Computer Technology Applications in Surgical Implant Dentistry: A Systematic Review
Ali Tahmaseb, DDS, PhD/Daniel Wismeijer, DDS, PhD/Wim Coucke, MStat, PhD/Wiebe Derksen, DDS
Purpose: To assess the literature on the accuracy and clinical performance of static computer-assisted implant surgery in implant dentistry. Materials and Methods: Electronic and manual literature searches were applied to collect information about (1) the accuracy and (2) clinical performance of static computer-assisted implant systems. Meta-regression analysis was performed to summarize the accuracy studies. Failure/complication rates were investigated using a generalized linear mixed model for binary outcomes and a logit link to model implant failure rate. Results: From 2,359 articles, 14 survival and 24 accuracy studies were included in this systematic review. Nine different static image guidance systems were involved. The meta-analysis of the accuracy (24 clinical and preclinical studies) revealed a total mean error of 1.12 mm (maximum of 4.5 mm) at the entry point measured in 1,530 implants and 1.39 mm at the apex (maximum of 7.1 mm) measured in 1,465 implants.
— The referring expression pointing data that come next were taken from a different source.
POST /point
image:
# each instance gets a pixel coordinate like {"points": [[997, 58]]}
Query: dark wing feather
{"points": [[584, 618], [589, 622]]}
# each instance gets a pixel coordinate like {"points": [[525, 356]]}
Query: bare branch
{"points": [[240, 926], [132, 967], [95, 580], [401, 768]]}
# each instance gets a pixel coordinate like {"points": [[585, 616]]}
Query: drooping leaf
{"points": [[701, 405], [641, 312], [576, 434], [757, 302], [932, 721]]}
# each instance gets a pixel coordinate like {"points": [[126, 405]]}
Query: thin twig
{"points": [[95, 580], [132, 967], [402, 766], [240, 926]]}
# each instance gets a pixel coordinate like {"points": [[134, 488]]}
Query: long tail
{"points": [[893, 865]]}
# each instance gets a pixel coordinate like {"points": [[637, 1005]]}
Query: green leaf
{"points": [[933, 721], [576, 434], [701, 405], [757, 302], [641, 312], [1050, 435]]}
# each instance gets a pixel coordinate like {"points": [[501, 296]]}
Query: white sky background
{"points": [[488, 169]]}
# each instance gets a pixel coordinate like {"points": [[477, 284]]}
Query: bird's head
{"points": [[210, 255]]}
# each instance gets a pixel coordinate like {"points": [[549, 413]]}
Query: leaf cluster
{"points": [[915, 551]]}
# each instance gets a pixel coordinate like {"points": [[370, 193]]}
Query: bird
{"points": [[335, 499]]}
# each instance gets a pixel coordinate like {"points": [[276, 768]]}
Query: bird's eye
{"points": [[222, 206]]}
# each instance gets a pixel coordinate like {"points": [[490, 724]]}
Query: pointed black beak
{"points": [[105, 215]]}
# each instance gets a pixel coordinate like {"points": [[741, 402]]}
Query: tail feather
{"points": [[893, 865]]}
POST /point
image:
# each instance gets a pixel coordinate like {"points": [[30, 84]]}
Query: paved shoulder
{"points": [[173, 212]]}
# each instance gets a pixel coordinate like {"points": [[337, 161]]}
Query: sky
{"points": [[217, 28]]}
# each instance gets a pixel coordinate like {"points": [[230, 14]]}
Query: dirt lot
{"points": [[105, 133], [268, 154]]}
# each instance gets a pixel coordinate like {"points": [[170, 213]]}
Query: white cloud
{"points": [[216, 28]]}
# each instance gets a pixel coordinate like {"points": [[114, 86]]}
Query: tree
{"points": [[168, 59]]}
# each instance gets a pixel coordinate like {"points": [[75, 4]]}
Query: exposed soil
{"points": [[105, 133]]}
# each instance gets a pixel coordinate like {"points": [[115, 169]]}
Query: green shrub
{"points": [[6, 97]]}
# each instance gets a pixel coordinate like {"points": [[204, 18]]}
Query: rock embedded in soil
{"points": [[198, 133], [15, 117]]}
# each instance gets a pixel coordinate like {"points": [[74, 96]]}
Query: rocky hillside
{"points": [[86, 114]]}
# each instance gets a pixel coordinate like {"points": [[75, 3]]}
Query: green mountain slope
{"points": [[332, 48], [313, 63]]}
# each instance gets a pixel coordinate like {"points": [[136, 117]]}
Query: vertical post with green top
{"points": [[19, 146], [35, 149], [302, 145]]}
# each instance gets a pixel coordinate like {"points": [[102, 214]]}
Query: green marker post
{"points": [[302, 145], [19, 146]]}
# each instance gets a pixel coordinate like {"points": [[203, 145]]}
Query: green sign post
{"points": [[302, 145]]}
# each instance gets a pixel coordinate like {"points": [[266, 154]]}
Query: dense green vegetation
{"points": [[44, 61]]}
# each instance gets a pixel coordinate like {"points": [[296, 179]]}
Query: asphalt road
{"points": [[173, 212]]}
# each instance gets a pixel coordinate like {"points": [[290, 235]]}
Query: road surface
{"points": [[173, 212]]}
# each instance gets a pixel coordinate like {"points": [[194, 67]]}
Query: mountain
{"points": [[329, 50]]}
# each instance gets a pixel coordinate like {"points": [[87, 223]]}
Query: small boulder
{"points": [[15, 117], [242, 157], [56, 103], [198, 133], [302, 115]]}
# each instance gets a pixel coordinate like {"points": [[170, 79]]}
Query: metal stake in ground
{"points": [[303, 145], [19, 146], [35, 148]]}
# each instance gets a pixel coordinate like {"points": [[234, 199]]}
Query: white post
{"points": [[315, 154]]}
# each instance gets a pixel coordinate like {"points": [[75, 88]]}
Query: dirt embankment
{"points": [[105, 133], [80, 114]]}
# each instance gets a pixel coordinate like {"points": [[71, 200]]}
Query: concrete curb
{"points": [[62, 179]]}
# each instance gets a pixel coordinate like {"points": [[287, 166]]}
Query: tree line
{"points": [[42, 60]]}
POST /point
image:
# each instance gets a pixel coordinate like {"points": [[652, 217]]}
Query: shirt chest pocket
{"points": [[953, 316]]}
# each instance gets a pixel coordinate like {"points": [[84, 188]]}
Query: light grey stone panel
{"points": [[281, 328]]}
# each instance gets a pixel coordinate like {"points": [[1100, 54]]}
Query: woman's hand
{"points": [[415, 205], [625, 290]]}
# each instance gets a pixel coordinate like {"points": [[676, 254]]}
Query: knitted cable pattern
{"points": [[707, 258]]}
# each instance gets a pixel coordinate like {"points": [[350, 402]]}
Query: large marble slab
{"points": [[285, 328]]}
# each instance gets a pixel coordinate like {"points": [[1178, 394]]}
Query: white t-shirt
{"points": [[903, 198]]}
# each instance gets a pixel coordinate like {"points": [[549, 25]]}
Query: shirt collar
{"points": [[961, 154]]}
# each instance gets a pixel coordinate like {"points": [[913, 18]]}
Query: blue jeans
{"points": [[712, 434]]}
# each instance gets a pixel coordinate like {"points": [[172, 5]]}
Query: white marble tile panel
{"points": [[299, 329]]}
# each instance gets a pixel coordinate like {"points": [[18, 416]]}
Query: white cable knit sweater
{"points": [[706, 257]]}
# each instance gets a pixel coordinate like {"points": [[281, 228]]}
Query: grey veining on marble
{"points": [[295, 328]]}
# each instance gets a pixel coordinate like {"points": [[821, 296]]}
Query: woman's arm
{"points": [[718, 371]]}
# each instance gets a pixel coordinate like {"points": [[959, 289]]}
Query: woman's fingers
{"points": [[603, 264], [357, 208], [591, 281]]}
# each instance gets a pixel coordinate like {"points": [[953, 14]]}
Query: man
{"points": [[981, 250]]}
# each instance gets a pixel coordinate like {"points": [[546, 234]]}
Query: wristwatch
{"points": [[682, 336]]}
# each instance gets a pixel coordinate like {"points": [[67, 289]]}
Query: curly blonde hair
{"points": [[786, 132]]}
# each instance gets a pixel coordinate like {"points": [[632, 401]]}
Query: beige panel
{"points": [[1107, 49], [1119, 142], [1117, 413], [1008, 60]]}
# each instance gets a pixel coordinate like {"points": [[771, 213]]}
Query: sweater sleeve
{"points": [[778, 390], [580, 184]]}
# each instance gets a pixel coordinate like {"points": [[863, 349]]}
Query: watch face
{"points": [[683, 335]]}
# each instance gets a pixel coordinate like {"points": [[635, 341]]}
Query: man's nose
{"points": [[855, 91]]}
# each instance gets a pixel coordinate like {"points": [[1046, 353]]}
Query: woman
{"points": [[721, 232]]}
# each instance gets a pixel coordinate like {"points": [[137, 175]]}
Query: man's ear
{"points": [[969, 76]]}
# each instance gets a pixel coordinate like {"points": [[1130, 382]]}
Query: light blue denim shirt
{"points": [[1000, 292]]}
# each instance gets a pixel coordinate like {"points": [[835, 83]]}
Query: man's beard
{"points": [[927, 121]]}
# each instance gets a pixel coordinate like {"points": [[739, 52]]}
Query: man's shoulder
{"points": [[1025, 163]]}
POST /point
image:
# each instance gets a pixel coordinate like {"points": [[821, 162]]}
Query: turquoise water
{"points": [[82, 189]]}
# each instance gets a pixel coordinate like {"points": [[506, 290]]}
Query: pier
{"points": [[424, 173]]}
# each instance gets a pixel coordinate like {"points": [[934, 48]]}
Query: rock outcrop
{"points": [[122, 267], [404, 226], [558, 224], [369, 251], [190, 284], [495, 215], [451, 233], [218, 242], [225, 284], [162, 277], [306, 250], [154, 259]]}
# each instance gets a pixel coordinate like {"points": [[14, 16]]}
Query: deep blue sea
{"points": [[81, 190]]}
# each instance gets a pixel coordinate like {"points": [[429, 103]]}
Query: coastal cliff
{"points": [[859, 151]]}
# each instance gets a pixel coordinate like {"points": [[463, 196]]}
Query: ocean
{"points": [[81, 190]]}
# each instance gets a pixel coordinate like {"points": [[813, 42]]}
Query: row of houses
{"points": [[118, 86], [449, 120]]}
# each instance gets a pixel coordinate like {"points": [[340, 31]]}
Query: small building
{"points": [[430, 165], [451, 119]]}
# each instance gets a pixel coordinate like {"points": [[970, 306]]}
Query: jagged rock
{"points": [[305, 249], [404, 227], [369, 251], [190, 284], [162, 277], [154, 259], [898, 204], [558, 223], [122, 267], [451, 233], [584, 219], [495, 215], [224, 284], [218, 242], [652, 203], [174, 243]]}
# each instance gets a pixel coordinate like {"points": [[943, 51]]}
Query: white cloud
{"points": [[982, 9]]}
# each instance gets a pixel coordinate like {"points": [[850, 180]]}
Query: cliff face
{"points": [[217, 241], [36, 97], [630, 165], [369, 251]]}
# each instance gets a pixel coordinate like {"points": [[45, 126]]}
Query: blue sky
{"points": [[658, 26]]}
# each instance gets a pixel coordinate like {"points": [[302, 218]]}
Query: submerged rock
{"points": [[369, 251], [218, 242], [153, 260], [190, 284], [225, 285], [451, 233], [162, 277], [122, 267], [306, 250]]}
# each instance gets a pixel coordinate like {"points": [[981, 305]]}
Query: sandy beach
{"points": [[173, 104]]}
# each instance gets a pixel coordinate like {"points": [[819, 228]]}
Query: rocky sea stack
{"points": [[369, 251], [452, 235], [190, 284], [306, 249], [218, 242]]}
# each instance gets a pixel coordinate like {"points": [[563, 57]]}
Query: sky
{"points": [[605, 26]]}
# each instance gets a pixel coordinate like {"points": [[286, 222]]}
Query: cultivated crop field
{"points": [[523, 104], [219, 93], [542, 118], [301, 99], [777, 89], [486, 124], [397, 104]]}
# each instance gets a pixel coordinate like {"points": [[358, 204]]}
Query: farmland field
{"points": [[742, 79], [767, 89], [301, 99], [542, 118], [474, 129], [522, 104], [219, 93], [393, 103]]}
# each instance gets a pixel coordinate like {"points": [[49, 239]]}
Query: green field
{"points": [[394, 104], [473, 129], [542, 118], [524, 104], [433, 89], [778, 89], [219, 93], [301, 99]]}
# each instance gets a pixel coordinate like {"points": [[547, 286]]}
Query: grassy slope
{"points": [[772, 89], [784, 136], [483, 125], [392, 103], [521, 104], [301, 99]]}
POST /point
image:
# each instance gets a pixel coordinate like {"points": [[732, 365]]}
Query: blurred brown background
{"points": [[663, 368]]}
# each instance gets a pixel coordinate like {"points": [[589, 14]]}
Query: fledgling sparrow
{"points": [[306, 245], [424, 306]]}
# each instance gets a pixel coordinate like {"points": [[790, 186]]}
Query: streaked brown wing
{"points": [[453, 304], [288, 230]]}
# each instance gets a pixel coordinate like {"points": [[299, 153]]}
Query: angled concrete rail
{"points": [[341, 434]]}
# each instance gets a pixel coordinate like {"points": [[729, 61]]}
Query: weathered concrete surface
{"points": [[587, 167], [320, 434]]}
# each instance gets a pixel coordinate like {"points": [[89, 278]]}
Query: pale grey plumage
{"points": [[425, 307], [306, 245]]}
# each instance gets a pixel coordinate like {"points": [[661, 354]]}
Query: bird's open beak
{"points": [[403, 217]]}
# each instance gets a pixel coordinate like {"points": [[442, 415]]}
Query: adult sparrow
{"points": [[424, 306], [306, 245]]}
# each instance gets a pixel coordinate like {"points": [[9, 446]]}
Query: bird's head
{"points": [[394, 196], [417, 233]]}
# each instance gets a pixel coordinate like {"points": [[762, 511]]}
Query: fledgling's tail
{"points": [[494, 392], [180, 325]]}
For the 14 included survival studies (total of 1,941 implants) using static computer-assisted implant dentistry, the mean failure rate was 2.7% (0% to 10%) after an observation period of at least 12 months. In 36.4% of the treated cases, intraoperative or prosthetic complications were reported, which included: template fractures during the surgery, change of plan because of factors such as limited primary implant stability, need for additional grafting procedures, prosthetic screw loosening, prosthetic misfit, and prosthesis fracture. Conclusion: Different levels of quantity and quality of evidence were available for static computer-assisted implant placement, with tight-fitting high implant survival rates after only 12 months of observation in different indications achieving a variable level of accuracy. Future long-term clinical data are necessary to identify clinical indications; detect accuracy; assess risk; and justify additional radiation doses, effort, and costs associated with computer-assisted implant surgery.